The bicentennial of Walt Whitman falls only 45 years after the bicentennial of the USA. Whitman has been with us almost as long as the red white and blue flag with stars. It seems time to look at Whitman in terms of what he wrote, what he thought, and how his words have remained with us. The poet of democracy, the poet of belief in westward expansion, the poet who said he contained multitudes, the poet who wept openly at the graves of Civil War soldiers.
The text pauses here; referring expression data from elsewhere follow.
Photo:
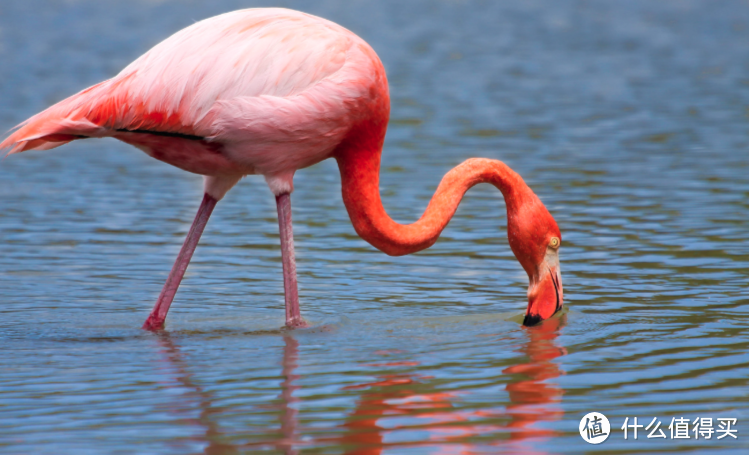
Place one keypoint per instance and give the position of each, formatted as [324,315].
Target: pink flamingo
[271,91]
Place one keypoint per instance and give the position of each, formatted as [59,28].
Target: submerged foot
[297,323]
[153,324]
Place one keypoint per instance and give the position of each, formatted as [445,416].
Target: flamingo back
[283,81]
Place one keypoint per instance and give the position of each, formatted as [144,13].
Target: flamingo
[269,91]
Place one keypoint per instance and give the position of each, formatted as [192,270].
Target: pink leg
[293,316]
[156,319]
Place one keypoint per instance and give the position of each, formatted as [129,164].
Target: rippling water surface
[628,119]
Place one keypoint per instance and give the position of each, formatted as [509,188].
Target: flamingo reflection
[195,397]
[400,410]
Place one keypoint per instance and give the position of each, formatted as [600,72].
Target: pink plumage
[271,91]
[267,91]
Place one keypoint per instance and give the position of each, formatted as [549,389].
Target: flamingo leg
[291,295]
[156,319]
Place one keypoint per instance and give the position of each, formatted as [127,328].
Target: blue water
[628,119]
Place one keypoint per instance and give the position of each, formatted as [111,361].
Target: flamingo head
[535,240]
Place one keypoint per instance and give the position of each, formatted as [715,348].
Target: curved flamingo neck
[360,177]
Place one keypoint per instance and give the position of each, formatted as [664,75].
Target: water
[629,119]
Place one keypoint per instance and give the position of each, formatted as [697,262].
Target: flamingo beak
[545,297]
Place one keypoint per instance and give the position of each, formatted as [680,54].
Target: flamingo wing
[265,76]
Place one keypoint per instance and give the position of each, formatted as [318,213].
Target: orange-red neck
[360,177]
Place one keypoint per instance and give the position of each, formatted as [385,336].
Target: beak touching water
[545,296]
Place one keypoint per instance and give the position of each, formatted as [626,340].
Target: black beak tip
[531,320]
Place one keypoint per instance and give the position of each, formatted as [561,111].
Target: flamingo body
[257,91]
[271,91]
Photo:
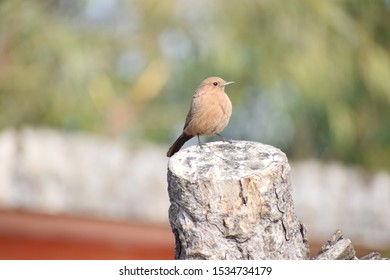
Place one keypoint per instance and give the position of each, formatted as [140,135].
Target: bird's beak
[228,83]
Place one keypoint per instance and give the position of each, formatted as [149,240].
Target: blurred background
[93,92]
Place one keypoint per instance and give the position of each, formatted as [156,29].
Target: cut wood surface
[233,201]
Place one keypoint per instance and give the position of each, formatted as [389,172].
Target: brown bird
[209,112]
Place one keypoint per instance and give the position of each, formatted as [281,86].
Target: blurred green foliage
[312,77]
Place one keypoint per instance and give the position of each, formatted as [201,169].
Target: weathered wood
[233,201]
[339,247]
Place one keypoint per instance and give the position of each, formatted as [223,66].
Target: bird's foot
[223,139]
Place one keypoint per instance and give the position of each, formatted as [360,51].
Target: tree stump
[233,201]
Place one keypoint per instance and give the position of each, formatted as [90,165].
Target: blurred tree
[312,77]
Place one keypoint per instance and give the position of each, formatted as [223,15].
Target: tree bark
[233,201]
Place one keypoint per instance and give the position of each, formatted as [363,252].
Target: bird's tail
[178,144]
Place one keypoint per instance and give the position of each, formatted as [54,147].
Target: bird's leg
[199,143]
[224,139]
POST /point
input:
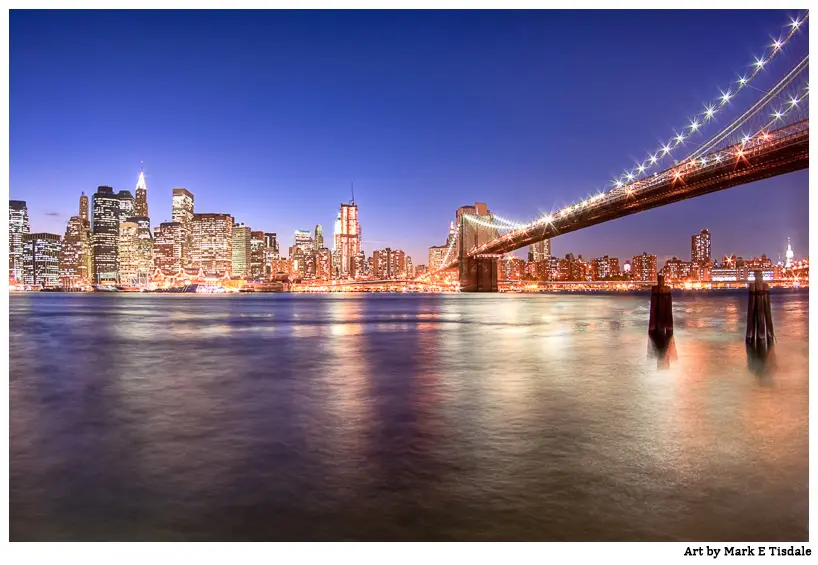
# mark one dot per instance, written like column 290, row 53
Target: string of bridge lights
column 502, row 224
column 710, row 110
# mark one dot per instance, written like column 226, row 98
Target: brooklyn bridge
column 770, row 137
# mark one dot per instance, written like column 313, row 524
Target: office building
column 256, row 271
column 319, row 237
column 18, row 227
column 76, row 265
column 605, row 267
column 212, row 243
column 105, row 239
column 241, row 250
column 323, row 264
column 540, row 251
column 182, row 213
column 167, row 247
column 437, row 253
column 512, row 268
column 643, row 268
column 127, row 254
column 141, row 200
column 126, row 205
column 700, row 248
column 348, row 241
column 41, row 259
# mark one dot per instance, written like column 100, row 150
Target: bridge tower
column 477, row 273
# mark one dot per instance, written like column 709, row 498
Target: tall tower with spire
column 140, row 206
column 789, row 255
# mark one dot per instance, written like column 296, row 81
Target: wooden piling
column 760, row 331
column 661, row 310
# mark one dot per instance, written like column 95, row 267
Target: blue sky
column 269, row 116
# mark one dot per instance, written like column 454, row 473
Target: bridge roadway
column 784, row 150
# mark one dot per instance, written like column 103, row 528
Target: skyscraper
column 241, row 250
column 348, row 239
column 643, row 267
column 84, row 208
column 41, row 259
column 144, row 248
column 106, row 235
column 319, row 237
column 183, row 215
column 212, row 242
column 700, row 248
column 167, row 247
column 141, row 200
column 76, row 267
column 256, row 255
column 18, row 226
column 126, row 205
column 127, row 254
column 540, row 251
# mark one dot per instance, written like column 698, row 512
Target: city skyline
column 253, row 144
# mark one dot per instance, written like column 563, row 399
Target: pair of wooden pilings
column 661, row 310
column 759, row 314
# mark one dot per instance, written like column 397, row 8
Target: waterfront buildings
column 347, row 240
column 388, row 264
column 643, row 267
column 41, row 259
column 127, row 253
column 182, row 213
column 212, row 242
column 167, row 247
column 241, row 250
column 76, row 266
column 18, row 227
column 700, row 248
column 106, row 235
column 141, row 200
column 256, row 269
column 540, row 251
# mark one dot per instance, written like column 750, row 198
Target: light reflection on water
column 459, row 417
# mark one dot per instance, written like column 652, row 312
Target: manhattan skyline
column 481, row 110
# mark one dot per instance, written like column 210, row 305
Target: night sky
column 269, row 116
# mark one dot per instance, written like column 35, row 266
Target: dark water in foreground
column 403, row 417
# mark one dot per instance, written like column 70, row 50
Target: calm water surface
column 403, row 417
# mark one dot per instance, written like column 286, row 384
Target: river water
column 404, row 417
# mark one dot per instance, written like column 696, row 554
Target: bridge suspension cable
column 759, row 105
column 710, row 110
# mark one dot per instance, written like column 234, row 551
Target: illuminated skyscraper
column 126, row 205
column 241, row 250
column 323, row 264
column 84, row 208
column 167, row 247
column 789, row 255
column 127, row 254
column 700, row 248
column 256, row 271
column 348, row 239
column 212, row 237
column 18, row 226
column 41, row 259
column 144, row 249
column 76, row 266
column 540, row 251
column 141, row 200
column 106, row 235
column 319, row 237
column 643, row 267
column 182, row 213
The poet who rose from the ranks of common Americans to be celebrated in his lifetime, but whose reputation also slipped after his death, revived by modernist poets who saw Whitman as an important precursor to the task of “making it new.” Whitman the free verse proponent whose long lines seem to come out of the Book of Ecclesiastes, Whitman the Romantic elegist who celebrated Abraham Lincoln in a poem of traditional form and meter, Whitman who called for an America that lived up to its initial promise of democracy for all.
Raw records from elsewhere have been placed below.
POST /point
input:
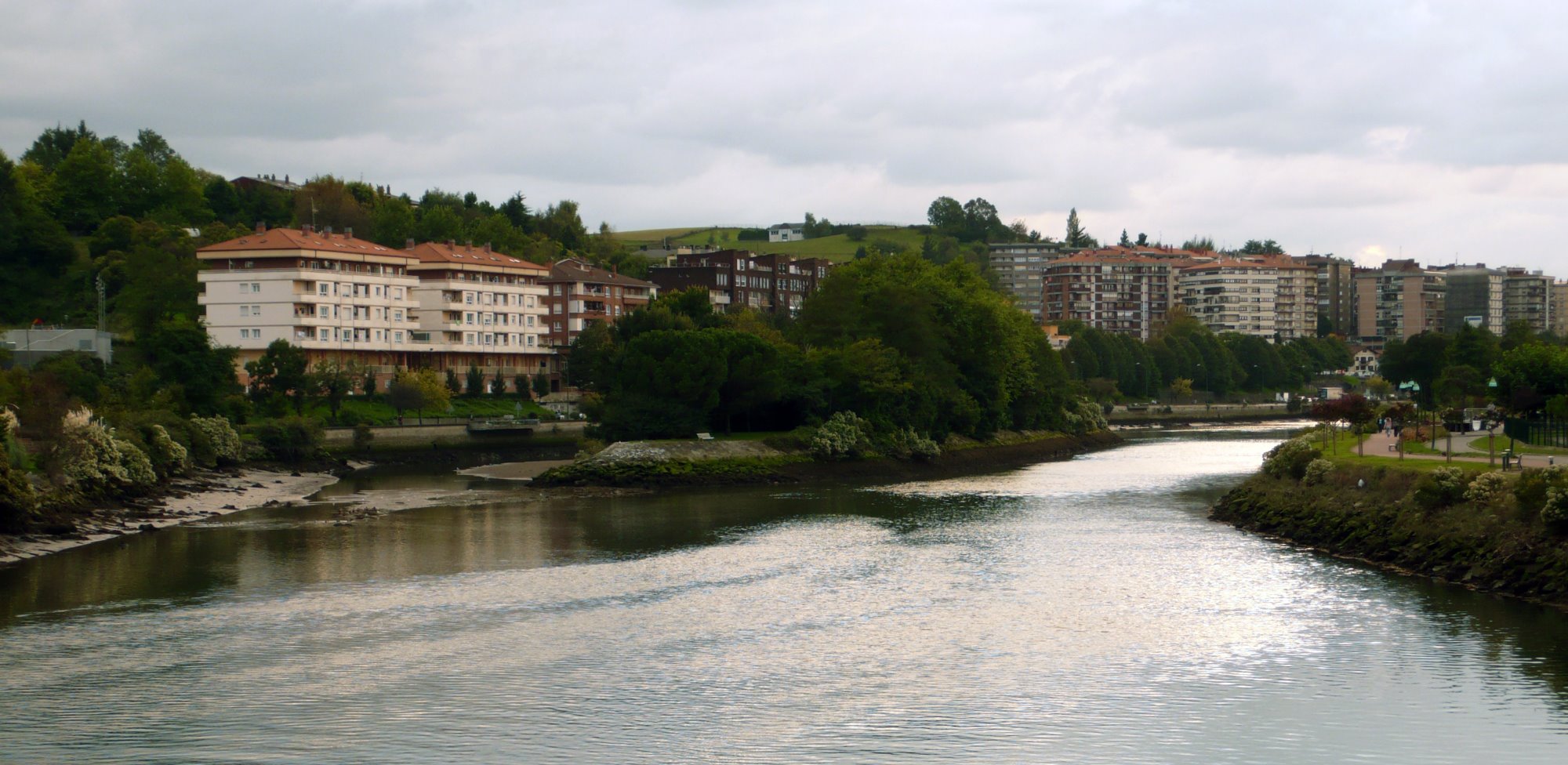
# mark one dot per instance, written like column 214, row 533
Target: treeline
column 76, row 198
column 909, row 346
column 1188, row 357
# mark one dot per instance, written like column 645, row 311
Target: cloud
column 1337, row 126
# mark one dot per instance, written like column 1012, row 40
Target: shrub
column 363, row 437
column 843, row 437
column 907, row 444
column 1318, row 473
column 1556, row 509
column 1487, row 488
column 1440, row 488
column 223, row 441
column 165, row 455
column 1533, row 485
column 289, row 440
column 1290, row 460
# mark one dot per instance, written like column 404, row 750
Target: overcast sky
column 1367, row 129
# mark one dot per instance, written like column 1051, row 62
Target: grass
column 1519, row 446
column 833, row 248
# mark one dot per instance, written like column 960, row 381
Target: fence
column 1539, row 432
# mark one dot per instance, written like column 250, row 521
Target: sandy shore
column 515, row 471
column 192, row 499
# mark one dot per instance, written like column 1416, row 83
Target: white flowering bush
column 169, row 457
column 843, row 437
column 1487, row 488
column 223, row 438
column 1318, row 473
column 1290, row 460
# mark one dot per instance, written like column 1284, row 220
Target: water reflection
column 1069, row 612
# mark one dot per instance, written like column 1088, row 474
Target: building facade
column 579, row 294
column 1020, row 270
column 1111, row 292
column 1337, row 292
column 1528, row 297
column 479, row 308
column 333, row 295
column 1399, row 300
column 1473, row 297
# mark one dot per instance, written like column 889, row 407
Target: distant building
column 1473, row 297
column 1260, row 295
column 788, row 233
column 1528, row 297
column 738, row 280
column 1337, row 292
column 34, row 344
column 1399, row 300
column 1561, row 310
column 1114, row 292
column 1020, row 272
In four sessions we will plunge deeply into that song of myself which becomes a song of all selves as we discuss this founding poet of American literature, perhaps the only such poet who allied himself so completely with the American dream.
Week 1: Body and Soul
A Consideration of the young Whitman.
Reading: Biographical Sketch, Starting from Paumanok, Song of Myself, I Sing the Body Electric
Week 2: Determined, Dared, Done
Whitman’s Poetry Middle to End
Reading: In Paths Untrodden, I Hear it was Charged against Me, Crossing Brooklyn Ferry, Song of the Exposition, Out of the Cradle Endlessly Rocking, As I Ebb’d with the Ocean of Life, When I Heard the Learn’d Astronomer, When Lilacs Last in the Dooryard Bloom’d, O Captain My Captain, Passage to India, To a Locomotive in Winter
Week 3: He Wrote Prose, Too!
Whitman’s Articulation of Ideas of Freedom, Progress, and Democracy
Reading: Preface to Leaves of Grass, Democratic Vistas, Selections from Specimen Days
Week 4: What We Made of Whitman
Ideas of Whitman from Dickinson, Woolf, Pound, Ginsberg, Creeley, Silliman, Conrad
Readings and Quotations (including from letters, poems, and essays): Pound’s sense of his “pact” with Whitman, Ginsberg’s sense of commonality and otherness with Whitman, Creeley’s spirit of the word, Silliman’s attempt a la Whitman to write everything, and Conrad’s call for a reexamination of Whitman’s ethics. A survey of Whitman’s reputation from dangerous and dark, to good and gray, to, simply, a classic.